Yani bu, yürek denilen et parçasındaki gönüldür. Bunun iyi olması, kötü ahlâktan temizlenmesi ve iyi ahlâk ile tezyin edilmesidir. İnsanın kalbindeki kuvvete, hâle, huya “hulk” denir. Kötü huylar kalbin hastalıklarıdır. Bunların tedavileri güçtür. İlaçlarını iyi bilmek ve iyi kullanmak lâzımdır.
Hulk, yani huy, kalpteki meleke ve hâl demektir. İnsanın itikâdı, sözleri, hareketleri, hep bu kuvvetten hâsıl olmaktadır. İhtiyârî hareketleri, huyunun eserleridir.
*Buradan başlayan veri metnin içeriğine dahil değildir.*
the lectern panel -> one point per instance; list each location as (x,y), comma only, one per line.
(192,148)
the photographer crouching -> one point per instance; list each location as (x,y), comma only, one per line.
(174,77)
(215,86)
Huyun değişmesi mümkün mü? Ahlâkı değiştirmek, kötüsünü yok edip, yerine iyisini getirmek mümkündür. Hadîs-i şerîfte, “Ahlâkınızı iyileştiriniz!” buyuruldu. İslâmiyet mümkün olmayan şeyi emretmez...
Günâh işlememek, kalbinde meleke, tabiat, hâlini almalıdır. Bunu başarabilen kimseye “müttekî” ve “sâlih” denir. “Allahü teâlânın velîsi” olur. Kalpte tabiat hâlini almadan, kendini zorlayarak günâhlardan sakınmak da, takvâ olur ise de, velî olmak için, günâh işlememek tabiat, huy hâlini almalıdır...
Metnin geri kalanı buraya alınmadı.